In questa regione hanno sede un importante settore metallurgico (acciaio, 40% dell’export di tutta l’Ucraina) e le miniere di carbone, liberi da ingerenze esterne, a differenza degli altri settori economici ucraini. Inoltre, questo carattere operaio- presente fin dall’epoca sovietica- unito all’importanza delle proprie risorse, ha fatto sì che i popoli della provincia di Donetsk e di Lugansk sviluppassero una propria identità, una propria volontà autonomista mostrata chiaramente dagli scioperi dei minatori nel 1993 per ottenere uno statuto autonomo. Per questi elementi, uniti alla forte componente russa e russofona (il russo è maggioritario oltre che più usato che in altre parti del paese), il popolo del Donbass è avverso al nuovo governo ed al blocco euroatlantico verso cui si sta dirigendo, in quanto danneggerebbe la propria economia e la propria cultura. In aprile- con l’occupazione dei palazzi governativi di Donetsk, Lugansk e Kharkiv- lo scontro con Kiev diventa aperto e nel maggio seguente- dopo un referendum per l’indipendenza- nascono le Repubbliche Popolari di Donetsk e Lugansk e quindi la loro resistenza armata contro l’esercito ucraino, i battaglioni neonazisti e gli interessi della NATO.

Merito di questa resistenza popolare è anche di aver fatto emergere le contraddizioni degli oligarchi ucraini, molto legati a questo territorio. I magnati sfruttatori delle risorse del Donbass- dal 1993 al 2003 sono state privatizzate 9200 aziende statali- sono stati sempre molto influenti nello Stato ucraino, controllando le risorse del paese indipendenti dal capitale straniero (commercio del gas, lavorazione del petrolio, industria metallurgica). Dai governi di Kiev- controllati in maniera diretta o indiretta- hanno sempre ottenuto dei privilegi vista la grande importanza della regione per l’economia ucraina; proprio a tutela di questi, gli oligarchi sono passati compatti dalla parte del governo centrale- sebbene una parte di essi abbia inizialmente sostenuto Yanukovic contro l’Europa- e contro i separatisti. Infatti, hanno bisogno dell’unità statale ucraina a sostegno dei propri profitti: lo Stato ucraino è uno strumento degli oligarchi (il presidente Poroshenko, il 7^ uomo più ricco del Paese è l’ultimo esempio). Il chiaro distacco tra oligarchi e militanti indipendentisti del Donbass si è avuto nel maggio 2014, quando Ahmetov – il più ricco d’Ucraina, controllante diverse fabbriche nella regione- ha chiamato i propri operai a fronteggiare i separatisti. Per tutta risposta, l’allora presidente della Repubblica Popolare di Donetsk- Pushilin- ha minacciato la nazionalizzazione delle industrie in seguito al rifiuto degli oligarchi di pagare le tasse alla RPD, accusandoli inoltre di avere derubato i cittadini per anni. Durante gli ultimi venti anni questi uomini facoltosi seppero costruire il proprio consenso nella regione, garantendo uno standard di vita superiore a quello del resto dell’Ucraina (bassa disoccupazione, alto reddito pro capite, salari in crescita); per questo il distacco tra popolo e oligarchia maturato durante lotta assume una importanza storica, oltre ad essere il segno di una lotta a carattere popolare.

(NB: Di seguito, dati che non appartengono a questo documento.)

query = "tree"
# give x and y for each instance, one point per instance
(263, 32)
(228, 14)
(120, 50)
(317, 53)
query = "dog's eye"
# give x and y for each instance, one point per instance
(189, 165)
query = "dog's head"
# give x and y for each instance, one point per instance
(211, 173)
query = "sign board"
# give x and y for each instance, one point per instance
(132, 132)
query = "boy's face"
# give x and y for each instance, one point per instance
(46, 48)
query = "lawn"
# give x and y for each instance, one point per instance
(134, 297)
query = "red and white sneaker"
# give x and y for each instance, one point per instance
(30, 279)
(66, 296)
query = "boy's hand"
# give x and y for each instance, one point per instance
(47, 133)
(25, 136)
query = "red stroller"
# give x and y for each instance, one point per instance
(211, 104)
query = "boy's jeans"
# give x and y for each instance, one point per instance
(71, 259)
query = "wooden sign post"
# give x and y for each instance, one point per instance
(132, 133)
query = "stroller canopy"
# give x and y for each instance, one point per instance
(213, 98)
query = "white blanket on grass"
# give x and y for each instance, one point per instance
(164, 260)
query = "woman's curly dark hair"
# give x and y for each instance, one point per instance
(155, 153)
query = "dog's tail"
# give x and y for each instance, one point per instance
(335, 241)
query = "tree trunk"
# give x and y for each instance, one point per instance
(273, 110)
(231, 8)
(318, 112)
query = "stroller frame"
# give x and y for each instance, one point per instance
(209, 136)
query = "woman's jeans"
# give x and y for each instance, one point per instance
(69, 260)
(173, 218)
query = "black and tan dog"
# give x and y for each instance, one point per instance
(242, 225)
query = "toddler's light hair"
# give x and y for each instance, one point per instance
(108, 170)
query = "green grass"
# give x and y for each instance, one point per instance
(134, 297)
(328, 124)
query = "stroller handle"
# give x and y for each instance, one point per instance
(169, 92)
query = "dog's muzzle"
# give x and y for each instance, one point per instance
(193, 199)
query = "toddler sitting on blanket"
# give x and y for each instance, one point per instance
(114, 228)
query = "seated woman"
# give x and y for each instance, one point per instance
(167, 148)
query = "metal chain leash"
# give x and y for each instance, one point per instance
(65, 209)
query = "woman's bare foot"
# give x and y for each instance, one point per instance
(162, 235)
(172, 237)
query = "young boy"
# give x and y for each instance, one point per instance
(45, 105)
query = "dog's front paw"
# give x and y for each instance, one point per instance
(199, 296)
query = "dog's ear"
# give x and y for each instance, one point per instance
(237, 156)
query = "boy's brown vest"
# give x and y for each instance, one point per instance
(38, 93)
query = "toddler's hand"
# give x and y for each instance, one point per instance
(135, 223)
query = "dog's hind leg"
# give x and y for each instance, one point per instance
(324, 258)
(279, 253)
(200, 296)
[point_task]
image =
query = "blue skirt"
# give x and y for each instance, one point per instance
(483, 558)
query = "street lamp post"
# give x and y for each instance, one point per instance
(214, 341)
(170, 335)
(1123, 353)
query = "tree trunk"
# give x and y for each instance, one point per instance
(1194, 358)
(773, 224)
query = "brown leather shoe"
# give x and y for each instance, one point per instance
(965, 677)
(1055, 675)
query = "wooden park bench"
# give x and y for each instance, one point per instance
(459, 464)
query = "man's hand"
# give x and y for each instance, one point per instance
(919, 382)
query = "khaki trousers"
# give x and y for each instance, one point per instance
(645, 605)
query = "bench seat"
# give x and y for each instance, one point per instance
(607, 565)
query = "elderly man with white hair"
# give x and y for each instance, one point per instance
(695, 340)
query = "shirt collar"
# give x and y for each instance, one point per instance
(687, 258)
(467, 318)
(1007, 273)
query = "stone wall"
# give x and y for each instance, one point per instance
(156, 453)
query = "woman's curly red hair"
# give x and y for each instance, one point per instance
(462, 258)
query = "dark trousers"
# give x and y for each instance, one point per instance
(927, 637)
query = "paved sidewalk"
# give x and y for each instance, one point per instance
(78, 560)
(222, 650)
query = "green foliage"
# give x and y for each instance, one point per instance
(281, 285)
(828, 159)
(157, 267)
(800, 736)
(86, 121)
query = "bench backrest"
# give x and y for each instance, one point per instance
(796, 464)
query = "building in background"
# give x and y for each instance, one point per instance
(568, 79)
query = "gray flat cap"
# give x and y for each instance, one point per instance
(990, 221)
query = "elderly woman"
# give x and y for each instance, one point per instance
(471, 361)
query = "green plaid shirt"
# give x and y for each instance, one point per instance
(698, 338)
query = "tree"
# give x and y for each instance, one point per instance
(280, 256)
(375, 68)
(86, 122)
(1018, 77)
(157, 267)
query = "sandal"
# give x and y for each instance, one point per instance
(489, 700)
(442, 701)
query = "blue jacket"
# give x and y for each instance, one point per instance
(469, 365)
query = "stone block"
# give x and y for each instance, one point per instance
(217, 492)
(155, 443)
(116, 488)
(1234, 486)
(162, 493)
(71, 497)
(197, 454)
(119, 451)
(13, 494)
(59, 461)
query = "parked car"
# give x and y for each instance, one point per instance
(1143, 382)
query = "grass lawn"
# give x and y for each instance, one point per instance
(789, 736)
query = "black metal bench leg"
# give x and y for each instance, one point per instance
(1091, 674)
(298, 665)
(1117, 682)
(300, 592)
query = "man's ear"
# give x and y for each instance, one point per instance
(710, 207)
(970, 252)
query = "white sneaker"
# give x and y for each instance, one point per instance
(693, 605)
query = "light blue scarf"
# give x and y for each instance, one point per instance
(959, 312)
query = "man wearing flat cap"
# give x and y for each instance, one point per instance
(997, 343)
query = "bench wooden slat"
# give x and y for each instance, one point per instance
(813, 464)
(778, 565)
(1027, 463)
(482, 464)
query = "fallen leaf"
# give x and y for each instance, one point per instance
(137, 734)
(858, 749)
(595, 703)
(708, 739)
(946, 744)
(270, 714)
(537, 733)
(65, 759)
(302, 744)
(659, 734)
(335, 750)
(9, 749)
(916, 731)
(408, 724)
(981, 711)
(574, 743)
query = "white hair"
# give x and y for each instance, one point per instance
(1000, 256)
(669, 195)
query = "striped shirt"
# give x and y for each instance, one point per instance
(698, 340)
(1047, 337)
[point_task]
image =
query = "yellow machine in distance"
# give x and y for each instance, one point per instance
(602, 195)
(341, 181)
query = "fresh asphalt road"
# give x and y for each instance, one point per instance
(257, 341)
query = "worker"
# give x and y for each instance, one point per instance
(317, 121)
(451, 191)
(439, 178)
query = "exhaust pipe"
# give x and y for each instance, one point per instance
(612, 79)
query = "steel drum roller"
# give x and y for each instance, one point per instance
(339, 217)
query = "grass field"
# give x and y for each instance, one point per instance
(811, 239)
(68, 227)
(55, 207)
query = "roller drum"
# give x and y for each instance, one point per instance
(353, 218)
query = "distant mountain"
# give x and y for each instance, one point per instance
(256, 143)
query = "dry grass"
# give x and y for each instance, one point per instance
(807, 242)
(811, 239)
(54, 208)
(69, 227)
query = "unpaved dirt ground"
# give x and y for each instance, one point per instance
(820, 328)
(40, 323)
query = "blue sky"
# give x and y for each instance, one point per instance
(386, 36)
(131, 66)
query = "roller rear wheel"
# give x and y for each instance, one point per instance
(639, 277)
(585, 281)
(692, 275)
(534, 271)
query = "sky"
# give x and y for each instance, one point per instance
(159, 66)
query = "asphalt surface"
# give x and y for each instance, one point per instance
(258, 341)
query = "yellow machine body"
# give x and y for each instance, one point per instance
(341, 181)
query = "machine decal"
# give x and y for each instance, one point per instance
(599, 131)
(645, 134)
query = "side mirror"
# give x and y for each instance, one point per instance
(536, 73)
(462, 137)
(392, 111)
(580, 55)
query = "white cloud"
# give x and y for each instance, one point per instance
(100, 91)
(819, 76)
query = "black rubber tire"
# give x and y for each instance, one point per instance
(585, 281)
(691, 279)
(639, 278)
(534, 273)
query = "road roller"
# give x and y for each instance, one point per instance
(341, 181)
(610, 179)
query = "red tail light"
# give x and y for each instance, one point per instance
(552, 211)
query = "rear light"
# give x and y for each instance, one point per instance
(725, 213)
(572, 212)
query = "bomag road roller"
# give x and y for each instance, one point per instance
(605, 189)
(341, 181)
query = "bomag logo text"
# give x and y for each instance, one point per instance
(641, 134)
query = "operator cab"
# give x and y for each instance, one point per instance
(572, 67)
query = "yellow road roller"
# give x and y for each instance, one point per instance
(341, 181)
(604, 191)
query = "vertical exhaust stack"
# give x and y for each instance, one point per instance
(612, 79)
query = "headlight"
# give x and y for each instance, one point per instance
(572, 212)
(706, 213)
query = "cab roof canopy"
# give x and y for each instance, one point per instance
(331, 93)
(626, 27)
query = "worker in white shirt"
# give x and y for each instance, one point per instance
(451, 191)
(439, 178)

Le elezioni ucraine di Ottobre 2014 hanno sancito un governo a maggioranza filoeuropeista e di Destra egemonizzato dal Blocco Poroshenko e dal Fronte del Popolo di Yatseniuk, con il 21% ciascuno dei suffragi. Il conflitto continua ancora oggi, seppure si sia cercato un accordo tra Kiev le aree ribelli su una larga autonomia per la regione ed il rispetto della lingua russa. L’influenza dei neonazisti è ancora ben presente- basti guardare al fatto che un consulente dello Stato Maggiore ucraino era un militante del Pravj Sektor- mentre il carattere reazionario dello Stato ucraino è divenuto evidente dopo la proibizione del Partito Comunista e dell’equiparazione tra nazismo e comunismo.

In Donbass è quindi in atto un movimento d’autodifesa per difendere identità, cultura, economia, lingua. Insomma, la lotta per l’autodeterminazione del popolo del Donbass è pienamente legittima in quanto antifascista e contro uno Stato oppressore. In più è anche una battaglia contro l’egemonia statunitense ed il polo capitalista europeo. Ciò significa che questa resistenza è una lotta fraterna a quella del movimento di liberazione nazionale sardo. Infatti, la Sardegna si ritrova a pagare- tramite l’occupazione militare, basti pensare al solo Poligono di Quirra, il più grande d’Europa- sulla propria pelle l’Alleanza Atlantica a tutela degli interessi dell’imperialismo occidentale e non può che esprimere la propria avversione verso un progetto europeista edificato su basi non democratiche ed in favore della creazione di un grande spazio entro cui la nostra isola, pure indipendente, sarebbe integrata solo in condizioni di sudditanza e di cui- come organizzazione giovanile e studentesca indipendentista- abbiamo più volte sottolineato i mali in ambito universitario e nelle politiche del lavoro giovanile.

L’indipendentismo sardo deve dirsi attivamente solidale con le Repubbliche Popolari di Donetsk e Lugansk e guardare- con disincanto e realismo- favorevolmente a chiunque ponga in crisi l’egemonia entro cui la Sardegna è posta come periferia, osservando come- nella storia- il declino di grandi potenze imperiali e imperialiste abbia favorito i movimenti di emancipazione.